Pathfinder Adventure Path #56: Raiders of the Fever Sea (Skull & Shackles 2 of 6) (PFRPG) (based on
Paizo Publishing, LLC
Chapter 2: "Raiders of the Fever Sea"
by Greg A. Vaughan
Bound for adventure upon the pirate vessel they’ve taken as their own, the heroes face a sea of dangers as they chart a course to become true Free Captains of the Shackles. But life as a pirate doesn’t prove any easier now that they’re in command, as deadly sea monsters, the corpses of drowned scallywags, and raiders from the deep rise to oppose them. When a most unusual map falls into the adventurers’ hands, they have the chance to change their fate in a single daring raid. Is it the heroes’ destiny to be the next victims of the merciless waves, or will fortune smile upon them and spur their rise as the newest and most infamous pirates of the Shackles?
This volume of Pathfinder Adventure Path includes:
“Raiders of the Fever Sea,” a Pathfinder RPG adventure for 4th-level characters, by Greg A. Vaughan.
A gazetteer of Golarion’s many oceans and seas, and an exploration of the various aquatic races that inhabit them, by Adam Daigle, with Patrick Renie, F. Wesley Schneider, and James L. Sutter.
A journey to Butcher’s Rock and deadly cyclopean prophecies in the Pathfinder’s
Journal, by Robin D. Laws.
Six new monsters, by Jesse Benner, Mark Moreland, Steven D. Russell, and Greg A. Vaughan.
Each monthly full-color softcover Pathfinder Adventure Path volume contains an in-depth adventure scenario, stats for several new monsters, and support articles meant to give Game Masters additional material to expand their campaign. Pathfinder Adventure Path volumes use the Open Game License and work with both the Pathfinder RPG and the world’s oldest fantasy RPG.
After the somewhat brutal first book which allowed for little freedom, this was a major breath of fresh air. My players have long wanted to play with their own ship. Having the freedom to explore, visit towns at will, and set their own pacing is lovely. The NPCs in the early and middle portions of the adventure are intriguing and memorable, and the combats are mostly better scaled difficulty-wise than in the previous installment.
This book is also stuffed full of iconic pirate-themed goodies, and some creative and memorable encounters as well. Nothing in this book is mind-blowingly bizarre or original, but it gives the players lots of room to forge their own story while progressing toward some more challenging encounters.
Definitely in the better-half of the AP books I've run, and worth every penny.

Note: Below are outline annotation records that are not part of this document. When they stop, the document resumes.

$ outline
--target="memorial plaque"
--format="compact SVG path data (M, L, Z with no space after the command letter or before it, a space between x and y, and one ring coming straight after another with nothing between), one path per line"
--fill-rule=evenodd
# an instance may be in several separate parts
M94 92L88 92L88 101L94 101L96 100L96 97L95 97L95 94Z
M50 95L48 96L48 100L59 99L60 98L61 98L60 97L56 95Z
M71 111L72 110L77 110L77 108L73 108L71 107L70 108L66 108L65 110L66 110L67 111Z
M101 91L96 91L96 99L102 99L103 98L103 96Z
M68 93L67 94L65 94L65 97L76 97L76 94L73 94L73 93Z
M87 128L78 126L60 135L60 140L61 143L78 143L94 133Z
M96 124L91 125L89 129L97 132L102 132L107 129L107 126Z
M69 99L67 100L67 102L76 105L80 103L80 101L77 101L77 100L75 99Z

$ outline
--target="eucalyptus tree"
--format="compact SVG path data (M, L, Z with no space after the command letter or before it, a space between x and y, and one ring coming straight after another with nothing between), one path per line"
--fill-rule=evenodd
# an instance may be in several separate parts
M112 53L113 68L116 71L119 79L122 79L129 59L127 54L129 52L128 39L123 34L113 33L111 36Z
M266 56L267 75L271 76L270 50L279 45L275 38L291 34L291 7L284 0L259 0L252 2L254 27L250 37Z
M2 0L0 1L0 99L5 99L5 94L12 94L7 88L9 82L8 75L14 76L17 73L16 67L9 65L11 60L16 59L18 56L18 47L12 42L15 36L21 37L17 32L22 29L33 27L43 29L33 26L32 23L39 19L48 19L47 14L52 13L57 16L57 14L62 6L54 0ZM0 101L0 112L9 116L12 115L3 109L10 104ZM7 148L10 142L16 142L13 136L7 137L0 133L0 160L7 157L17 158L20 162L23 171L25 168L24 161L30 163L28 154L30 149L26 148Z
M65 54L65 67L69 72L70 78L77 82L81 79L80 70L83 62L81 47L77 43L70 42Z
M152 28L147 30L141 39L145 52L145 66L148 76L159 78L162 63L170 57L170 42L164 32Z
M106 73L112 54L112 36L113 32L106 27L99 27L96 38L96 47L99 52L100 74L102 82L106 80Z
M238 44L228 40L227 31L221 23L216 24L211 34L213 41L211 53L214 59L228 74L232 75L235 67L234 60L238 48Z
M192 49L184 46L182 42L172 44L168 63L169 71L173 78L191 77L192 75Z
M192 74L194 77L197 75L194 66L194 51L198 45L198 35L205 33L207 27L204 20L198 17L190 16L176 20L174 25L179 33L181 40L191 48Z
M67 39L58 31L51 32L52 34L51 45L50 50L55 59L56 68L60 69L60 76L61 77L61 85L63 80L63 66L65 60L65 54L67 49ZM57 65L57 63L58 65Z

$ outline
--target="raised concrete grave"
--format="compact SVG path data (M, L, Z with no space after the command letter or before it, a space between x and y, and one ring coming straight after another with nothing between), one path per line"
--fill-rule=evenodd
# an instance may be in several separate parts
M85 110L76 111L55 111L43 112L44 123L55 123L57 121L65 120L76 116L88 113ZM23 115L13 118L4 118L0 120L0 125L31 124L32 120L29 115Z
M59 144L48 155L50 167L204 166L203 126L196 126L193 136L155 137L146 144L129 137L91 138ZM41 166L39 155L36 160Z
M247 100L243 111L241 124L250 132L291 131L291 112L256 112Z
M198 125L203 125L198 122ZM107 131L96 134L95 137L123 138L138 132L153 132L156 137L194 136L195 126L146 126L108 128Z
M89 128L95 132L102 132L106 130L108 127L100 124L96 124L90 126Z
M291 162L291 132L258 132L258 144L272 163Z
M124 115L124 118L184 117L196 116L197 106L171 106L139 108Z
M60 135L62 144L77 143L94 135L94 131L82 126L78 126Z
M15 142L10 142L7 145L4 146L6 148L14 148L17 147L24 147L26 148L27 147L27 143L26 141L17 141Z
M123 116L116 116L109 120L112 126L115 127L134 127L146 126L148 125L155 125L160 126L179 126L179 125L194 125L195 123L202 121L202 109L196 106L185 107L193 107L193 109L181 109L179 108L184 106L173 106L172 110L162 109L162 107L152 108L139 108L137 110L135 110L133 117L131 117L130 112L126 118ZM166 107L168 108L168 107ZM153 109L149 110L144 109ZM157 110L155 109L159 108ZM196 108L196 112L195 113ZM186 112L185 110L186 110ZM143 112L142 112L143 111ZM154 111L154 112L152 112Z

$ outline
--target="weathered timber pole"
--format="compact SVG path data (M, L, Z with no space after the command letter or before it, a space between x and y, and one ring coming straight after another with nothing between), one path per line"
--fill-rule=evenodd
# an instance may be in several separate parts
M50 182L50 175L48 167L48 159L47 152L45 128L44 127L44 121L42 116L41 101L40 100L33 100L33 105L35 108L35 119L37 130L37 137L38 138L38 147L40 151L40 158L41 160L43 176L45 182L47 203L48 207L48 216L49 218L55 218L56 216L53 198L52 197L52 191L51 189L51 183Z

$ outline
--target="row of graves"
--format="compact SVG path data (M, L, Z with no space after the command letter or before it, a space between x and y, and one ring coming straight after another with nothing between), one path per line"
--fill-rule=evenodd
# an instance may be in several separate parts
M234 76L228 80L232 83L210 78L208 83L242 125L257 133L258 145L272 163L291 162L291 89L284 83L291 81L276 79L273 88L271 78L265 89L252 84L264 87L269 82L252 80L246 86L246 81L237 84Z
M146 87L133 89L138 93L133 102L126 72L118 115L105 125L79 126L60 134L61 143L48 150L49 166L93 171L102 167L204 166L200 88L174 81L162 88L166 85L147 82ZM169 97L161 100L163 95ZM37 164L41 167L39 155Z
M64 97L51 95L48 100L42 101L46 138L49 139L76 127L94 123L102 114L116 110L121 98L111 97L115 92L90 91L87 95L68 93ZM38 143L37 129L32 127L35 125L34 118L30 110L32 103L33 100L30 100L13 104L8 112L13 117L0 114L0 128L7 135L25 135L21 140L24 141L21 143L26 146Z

Raiders of the Fever Sea can be described as a non-traditional adventure, but in a very different way from The Wormwood Mutiny. Much like the previous volume in this path, it is an event based adventure with a mid length dungeon crawl finale. Unlike it, it is extremely open form and loosely defined. Players are given almost unlimited freedom to roam the Fever Sea and do as they see fit (though not to head into the Shackles, leaving my copy of Isles of the Shackles to languish for another adventure). Whatever direction players choose to go, the material could be trivially adapted, allowing a very free form experience while still staying within the confines of the adventure. The writing, art, and layout are all top notch, but I think that can be assumed of Adventure Paths at this point.
The only complaint I would have is that, with so much material to present, some of the scenarios leave little space for alternate approaches. Ships to plunder appear only at GM fiat, and the only system for dealing with them is fighting the captain (no offering of terms, no overwhelming the crew, no forcing a surrender). There is an event that hand waves an obvious option as simply "too difficult," despite enemies easily accomplishing the same thing later. There is little explanation of the main plot to the PCs, leaving GMs to craft their own way to make it seem like anything other than a series of coincidences. None of this breaks the adventure, and I'd rather have more material than long lists of "What if" scenarios and information dumps, but I feel the balance could have been better.
Despite this, I whole heatedly recommend the adventure for anyone interested in a pirate sandbox. Perhaps not an excellent choice for those that want a more traditional adventure, or one that presents options for anything other than straight piracy, but even then it could be an interesting read with some useful ideas.
Let me say, this is a fantastic continuation of the Skulls & Shackles Adventure Path. The adventure itself is well written and should seamlessly move the players along the intended path without the players feeling railroaded. It has plenty of different encounters to separate it from the Wormwood Mutiny and yet maintains the story thread for excellent continuity.
One snag for me is that I only own the three Bestiaries and Corebook. There are references to a number of books that I don't have. This won't be a problem for folks who have these other materials.
Another snag is that Paizo puts out so many good maps, I wish the encounters took place for use with their premade flip maps and map packs.
The last and least of the snags, is that I wish all monster stat blocks were included rather thn referencing their page number in the Bestiaries.
All in all, I highly recommend this adventure. I've really enjoyed reading it and look forward to running it!